How we built and maintain our global search catalog (Part 1)

dd-lucene-search

This is the first of a two-part post on how we built DoneDone’s global search catalog. In this post, we’ll take a look at the software we use to power our global search, how queries work, and how we structure the records needed to perform a search. In next week’s post, we’ll dive into how the search catalog is built and actively maintained. So, let’s get going!

In 2013, we released global search for DoneDone. This feature allows you to search for any set of words across all issues you have access to. How did we build our search engine and how does it stay up-to-date? I hope this two-part post is a helpful guide for those of you wondering and looking to implement something similar.

Rather than add full-text cataloging to our master SQL Server database, we built the search database separately using Lucene.Net—a port of the Lucene search software originally written in Java by Doug Cutting. Isolating the search feature away from our master database was a pragmatic decision. It let us focus on building out search without having to worry about affecting performance on our master database.

A (quick) introduction to Lucene

Lucene is an open-source document database that comes with its own code library and querying language optimized for searching against text.

A document database takes the traditional approach of a NoSQL database: The entirety of the data concerning a business object lives inside one record, called a document. In contrast, our master database is relational —we tend to store pieces of information for a business object in multiple records across multiple tables to keep data normalized. In Lucene, we don’t care about normalization. We flatten out (and sometimes repeat) data so it’s optimized for search and retrieval.

A document consists of a set of fields. Fields have a unique string name and a string value. It also has a store type and an index type. We’ll touch upon the latter a bit later.

At a high level, search is straightforward. Once you’ve created a collection of documents within Lucene, you can run a query against the fields within these documents. Lucene will then return matching documents (i.e. a set of records) in order of relevance. You can then access the fields within these documents to display search results any way you want.

Lucene’s low-level magic

At a lower level, there’s a good amount of magic (read: code we don’t have to write) that goes on behind-the-scenes. With the querying language, you can tell Lucene which matches are required. You can also weigh matches against certain fields over others. As a simple example, if you have a Title and Description field in your documents, a search query like the one below will prioritize a match on title twice as much as it would on description.

Title:“Hello world” ^2 Description:“Hello world”

The benefit of weighting is order. With the right selection of weights, you can push more relevant matches to the top of your search results.

Lucene also takes care of highlighting and fragmenting descriptions where the best matches occur. Suppose we perform a search for “lazy dog” in the Description field of a document with this value:

“The quick brown fox jumps over the lazy dog. It is a very rainy day, so the fox is lucky that it didn’t slip when it jumped. The lazy dog was, as you might expect, none the wiser. The lazy dog is, after all, a lazy dog.”

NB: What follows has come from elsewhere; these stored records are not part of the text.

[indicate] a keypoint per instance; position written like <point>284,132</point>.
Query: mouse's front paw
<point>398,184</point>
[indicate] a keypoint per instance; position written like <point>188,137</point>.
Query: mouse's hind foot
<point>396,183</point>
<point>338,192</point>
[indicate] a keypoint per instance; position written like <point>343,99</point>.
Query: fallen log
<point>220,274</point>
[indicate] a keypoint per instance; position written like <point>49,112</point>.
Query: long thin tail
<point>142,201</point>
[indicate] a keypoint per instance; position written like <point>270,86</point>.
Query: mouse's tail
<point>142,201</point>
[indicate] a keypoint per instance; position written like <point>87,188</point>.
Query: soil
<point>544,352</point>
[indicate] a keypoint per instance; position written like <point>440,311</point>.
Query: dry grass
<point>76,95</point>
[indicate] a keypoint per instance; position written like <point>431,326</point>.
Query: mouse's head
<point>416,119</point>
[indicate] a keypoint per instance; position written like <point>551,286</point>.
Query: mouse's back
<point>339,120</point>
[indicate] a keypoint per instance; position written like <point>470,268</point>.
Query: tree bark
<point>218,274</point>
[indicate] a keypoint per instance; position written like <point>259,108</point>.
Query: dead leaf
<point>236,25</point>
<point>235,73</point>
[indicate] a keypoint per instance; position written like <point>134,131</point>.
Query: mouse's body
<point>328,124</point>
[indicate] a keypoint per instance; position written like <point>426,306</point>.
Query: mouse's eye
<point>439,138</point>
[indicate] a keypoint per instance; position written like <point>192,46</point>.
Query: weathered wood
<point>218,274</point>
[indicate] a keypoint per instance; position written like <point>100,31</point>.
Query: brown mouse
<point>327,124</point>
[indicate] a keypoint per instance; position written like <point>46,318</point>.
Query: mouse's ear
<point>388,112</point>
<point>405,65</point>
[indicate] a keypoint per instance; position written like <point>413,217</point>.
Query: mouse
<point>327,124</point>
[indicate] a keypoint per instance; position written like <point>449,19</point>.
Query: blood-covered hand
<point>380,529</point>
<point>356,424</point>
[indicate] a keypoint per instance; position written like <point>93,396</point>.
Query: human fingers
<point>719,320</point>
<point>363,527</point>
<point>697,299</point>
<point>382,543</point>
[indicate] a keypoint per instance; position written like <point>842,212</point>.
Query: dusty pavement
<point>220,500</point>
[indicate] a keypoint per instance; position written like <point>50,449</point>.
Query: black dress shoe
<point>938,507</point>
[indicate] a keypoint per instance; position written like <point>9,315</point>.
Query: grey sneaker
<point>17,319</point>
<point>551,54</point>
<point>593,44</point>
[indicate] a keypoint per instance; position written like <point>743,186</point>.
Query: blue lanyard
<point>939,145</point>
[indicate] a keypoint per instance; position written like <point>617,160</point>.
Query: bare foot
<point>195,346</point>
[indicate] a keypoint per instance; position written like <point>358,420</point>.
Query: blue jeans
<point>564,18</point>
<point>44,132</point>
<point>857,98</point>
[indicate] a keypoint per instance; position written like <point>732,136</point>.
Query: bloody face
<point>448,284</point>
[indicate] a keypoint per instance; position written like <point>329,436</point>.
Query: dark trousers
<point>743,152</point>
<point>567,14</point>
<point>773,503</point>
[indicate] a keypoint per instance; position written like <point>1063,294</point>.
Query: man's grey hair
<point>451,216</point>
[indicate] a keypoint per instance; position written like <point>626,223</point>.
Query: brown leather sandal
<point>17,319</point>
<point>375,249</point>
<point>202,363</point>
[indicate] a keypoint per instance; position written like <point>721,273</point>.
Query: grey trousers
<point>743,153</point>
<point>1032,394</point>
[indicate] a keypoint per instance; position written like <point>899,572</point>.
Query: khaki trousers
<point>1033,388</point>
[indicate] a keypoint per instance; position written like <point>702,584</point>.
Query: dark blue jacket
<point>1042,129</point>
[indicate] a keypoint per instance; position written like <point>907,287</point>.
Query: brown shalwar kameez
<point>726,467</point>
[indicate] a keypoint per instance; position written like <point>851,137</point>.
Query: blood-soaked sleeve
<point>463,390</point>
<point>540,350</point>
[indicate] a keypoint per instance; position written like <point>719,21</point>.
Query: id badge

In Lucene’s code library, the Highlighter class’s GetBestFragments() method will return a tailored string. You can tell Lucene how to stylize relevant matches, how to concatenate matches within long strings, and how many matches to return. In this case, we tell it to display matches as bold text, use ellipses to separate fragments, and return only two matches:

“The quick brown fox jumps over the lazy dog…The lazy dog was, as you might expect, none the wiser.”

There are plenty more magical bits to Lucene. As is the case with most open-source projects, documentation is a bit hard to find (here’s one good resource). But, the library itself provides detailed comments for you to go hunting around.

Defining our document structure

Here’s what a typical search result looks like in DoneDone:

DoneDone's global search feature
DoneDone’s global search feature

So, what does the anatomy of a document in our search database look like? Ideally, we want everything we need to display, search, filter, and manage a search result comprised within one single document. That includes the data exposed in our search results as well as data we need behind-the-scenes to manage each document.

From just looking at the data we display, we already know a few fields we’ll need in each document: the issue title, the issue number, the project, the date, and the description. We’ll also need the priority level (so that we can display the appropriate priority color) and the status type (we strike through the issue title if that issue is closed or fixed).

Here’s a breakdown of how we named those fields in our documents, whether they are used in the search query, and how they are displayed in the search results:

Field NameSearched?Use
IssueTitlePartial text matching or No*Displayed in search results
IssueNumExact match or No*Displayed in search results
DescriptionPartial text matchingFragments of the description are displayed in search results
CreatedOnNoDisplayed in search results
StatusNoIf “closed” or “fixed”, the issue title will display with a strikethrough
PriorityNoUsed to display the correct priority color to the issue number and title
ProjectIDNoMaps the master database ID of a project name so it can be displayed

 

*-Search-ability depends on the document, which we’ll explain below.

How we index fields

As I mentioned earlier, a field not only consists of a name and a value, but an index type. The index type tells Lucene if and how to index that field in the database. For our purposes, we use one of three options: NO, ANALYZED, or NOT_ANALYZED.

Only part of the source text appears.